When we build e-commerce sites, certainly we need to know what the customer wants, and give it to them.  But we also need to use our spiffiest analytical tools to optimize two things:  profit (dollars, not percent) and Net Promoter Score.  Carefully balance delivery of what the customer seeks, with the addition of unlooked-for benefit.  A great customer is one who leaves your site with something better than expected.  Maybe an engaging video helped her make a more confident choice;  maybe a well-paired accessory was suggested; maybe discovery of the company’s social responsibility initiatives validated her association with your brand.  Certainly, she found the milk, but you also sold the fudgesicle and she felt good about it.  Ultimately, you want the type of customer who doesn’t even think of your competition (I rarely shop for business clothing outside of Nordstrom), and who considers your brand part of their identity (see Harley Davidson tattoos).  This will not result from simply lubricating the path from the home page to the credit card validation.
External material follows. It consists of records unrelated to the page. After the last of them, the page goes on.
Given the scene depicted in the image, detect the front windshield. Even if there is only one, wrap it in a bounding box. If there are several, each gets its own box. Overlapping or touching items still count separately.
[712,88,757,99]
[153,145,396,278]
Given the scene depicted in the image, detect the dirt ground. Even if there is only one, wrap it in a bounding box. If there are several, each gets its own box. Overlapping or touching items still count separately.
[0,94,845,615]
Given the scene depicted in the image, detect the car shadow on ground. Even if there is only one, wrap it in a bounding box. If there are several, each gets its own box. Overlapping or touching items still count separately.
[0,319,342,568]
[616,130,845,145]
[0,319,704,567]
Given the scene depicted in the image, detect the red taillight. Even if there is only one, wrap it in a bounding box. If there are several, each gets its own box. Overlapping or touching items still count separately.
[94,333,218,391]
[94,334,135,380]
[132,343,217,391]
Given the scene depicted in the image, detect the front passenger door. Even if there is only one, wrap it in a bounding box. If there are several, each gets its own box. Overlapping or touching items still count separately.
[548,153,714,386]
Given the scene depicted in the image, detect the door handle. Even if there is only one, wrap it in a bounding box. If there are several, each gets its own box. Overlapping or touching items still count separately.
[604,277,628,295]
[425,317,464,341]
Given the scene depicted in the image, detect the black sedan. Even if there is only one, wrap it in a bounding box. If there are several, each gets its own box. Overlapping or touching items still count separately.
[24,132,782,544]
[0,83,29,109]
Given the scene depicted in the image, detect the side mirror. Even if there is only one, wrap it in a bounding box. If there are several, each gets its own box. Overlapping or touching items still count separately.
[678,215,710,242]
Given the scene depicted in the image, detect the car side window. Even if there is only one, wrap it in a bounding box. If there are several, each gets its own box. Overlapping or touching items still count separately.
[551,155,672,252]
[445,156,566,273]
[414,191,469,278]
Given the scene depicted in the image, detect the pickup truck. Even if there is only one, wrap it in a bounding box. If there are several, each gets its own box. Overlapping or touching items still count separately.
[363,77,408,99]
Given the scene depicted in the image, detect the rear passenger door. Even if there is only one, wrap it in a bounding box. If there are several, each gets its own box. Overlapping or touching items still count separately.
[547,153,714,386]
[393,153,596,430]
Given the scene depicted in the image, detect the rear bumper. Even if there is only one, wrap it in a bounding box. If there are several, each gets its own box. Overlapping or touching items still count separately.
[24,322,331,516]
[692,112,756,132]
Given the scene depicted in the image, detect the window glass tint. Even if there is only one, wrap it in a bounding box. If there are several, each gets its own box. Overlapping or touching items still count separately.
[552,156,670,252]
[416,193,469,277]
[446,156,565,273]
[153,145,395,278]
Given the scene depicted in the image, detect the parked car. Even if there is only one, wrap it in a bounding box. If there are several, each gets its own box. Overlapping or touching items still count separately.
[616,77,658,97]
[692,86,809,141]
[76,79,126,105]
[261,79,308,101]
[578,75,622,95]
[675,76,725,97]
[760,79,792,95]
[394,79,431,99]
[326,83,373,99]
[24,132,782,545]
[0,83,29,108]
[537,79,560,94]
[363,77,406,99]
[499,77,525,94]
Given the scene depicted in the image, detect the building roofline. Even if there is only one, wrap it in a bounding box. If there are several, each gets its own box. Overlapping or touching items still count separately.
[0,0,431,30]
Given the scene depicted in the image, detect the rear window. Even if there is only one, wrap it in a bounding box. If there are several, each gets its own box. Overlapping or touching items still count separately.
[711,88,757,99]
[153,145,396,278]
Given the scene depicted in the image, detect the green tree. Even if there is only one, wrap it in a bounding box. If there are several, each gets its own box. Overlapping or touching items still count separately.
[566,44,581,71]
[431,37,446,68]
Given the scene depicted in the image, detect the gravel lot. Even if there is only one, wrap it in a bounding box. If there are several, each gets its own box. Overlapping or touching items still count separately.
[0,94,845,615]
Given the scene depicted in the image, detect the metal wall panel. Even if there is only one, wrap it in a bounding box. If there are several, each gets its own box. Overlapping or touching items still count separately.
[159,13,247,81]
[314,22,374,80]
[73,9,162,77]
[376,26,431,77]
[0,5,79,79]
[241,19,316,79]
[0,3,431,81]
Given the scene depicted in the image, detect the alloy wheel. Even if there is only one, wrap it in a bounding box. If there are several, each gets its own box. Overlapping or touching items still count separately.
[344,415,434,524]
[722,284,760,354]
Here is an example of a site that puts the milk in the front.  It takes only three clicks to get to checkout, and there is no attempt to tell why Abe’s (of Maine?)is better, other than price, and only a limp below-the-fold attempt to up-sell or cross-sell.
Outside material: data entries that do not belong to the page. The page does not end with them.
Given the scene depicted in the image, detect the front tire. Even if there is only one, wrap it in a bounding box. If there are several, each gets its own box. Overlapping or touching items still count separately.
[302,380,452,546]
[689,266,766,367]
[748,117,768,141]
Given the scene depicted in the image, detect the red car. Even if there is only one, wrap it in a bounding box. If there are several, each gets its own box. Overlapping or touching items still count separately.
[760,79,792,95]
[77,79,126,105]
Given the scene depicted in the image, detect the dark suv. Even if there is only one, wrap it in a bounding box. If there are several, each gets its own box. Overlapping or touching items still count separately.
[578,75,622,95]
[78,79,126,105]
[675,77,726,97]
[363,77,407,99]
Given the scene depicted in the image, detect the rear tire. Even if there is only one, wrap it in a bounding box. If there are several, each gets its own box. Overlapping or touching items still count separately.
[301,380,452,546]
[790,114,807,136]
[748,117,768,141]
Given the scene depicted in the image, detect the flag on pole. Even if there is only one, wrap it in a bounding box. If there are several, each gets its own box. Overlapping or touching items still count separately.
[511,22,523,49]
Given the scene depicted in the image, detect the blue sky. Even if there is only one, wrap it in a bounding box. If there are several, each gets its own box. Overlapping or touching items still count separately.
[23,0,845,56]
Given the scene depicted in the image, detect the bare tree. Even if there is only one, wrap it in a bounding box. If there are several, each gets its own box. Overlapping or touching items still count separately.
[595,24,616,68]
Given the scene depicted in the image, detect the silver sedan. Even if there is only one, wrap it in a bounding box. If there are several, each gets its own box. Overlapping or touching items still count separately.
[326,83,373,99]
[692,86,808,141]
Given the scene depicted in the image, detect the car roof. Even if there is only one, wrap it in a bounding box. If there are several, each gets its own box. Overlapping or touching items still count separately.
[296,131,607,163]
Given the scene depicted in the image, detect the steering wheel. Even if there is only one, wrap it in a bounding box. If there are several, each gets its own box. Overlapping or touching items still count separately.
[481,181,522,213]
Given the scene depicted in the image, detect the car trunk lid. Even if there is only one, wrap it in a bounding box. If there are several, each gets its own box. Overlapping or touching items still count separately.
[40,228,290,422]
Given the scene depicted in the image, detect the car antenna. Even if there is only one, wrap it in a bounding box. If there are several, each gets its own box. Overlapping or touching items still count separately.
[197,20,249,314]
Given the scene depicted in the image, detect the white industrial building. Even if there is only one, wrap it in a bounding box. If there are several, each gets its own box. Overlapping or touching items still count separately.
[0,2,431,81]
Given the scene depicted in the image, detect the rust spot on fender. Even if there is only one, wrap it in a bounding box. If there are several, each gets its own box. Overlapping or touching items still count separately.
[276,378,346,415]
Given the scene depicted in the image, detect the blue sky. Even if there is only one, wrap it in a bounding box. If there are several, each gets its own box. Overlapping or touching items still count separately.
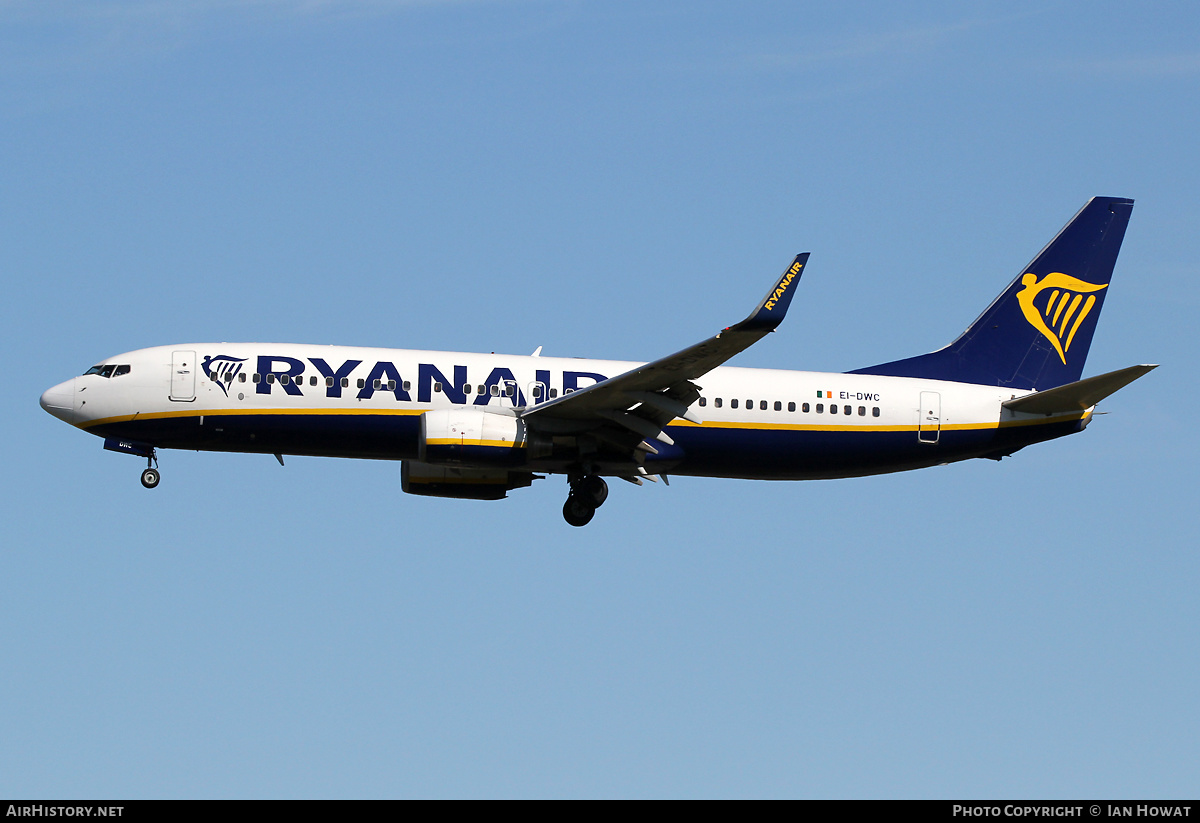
[0,0,1200,798]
By contrast, met me at the front door with this hero spot about re-doing my interior.


They offer a low price, and sweeten it with free shipping, but also present an image of my transformed interior, supporting their brand proposition of great design for less.  [E-commerce manager, you are the stewards of your company’s brand!  More later on this.]  Clicking through, you see products from various categories, and even well into the cart, they cross-sell with matched items, Amazon style.


I also noticed Walmart doing a smart thing.  They entice you to have your online purchase shipped to the store for pickup (where you’ll buy a cartload of something else).  The whole time, they will reinforce their brand value prop of selling virtually everything, at everyday low prices.  They are probably hoping to sell some milk, which is in the back.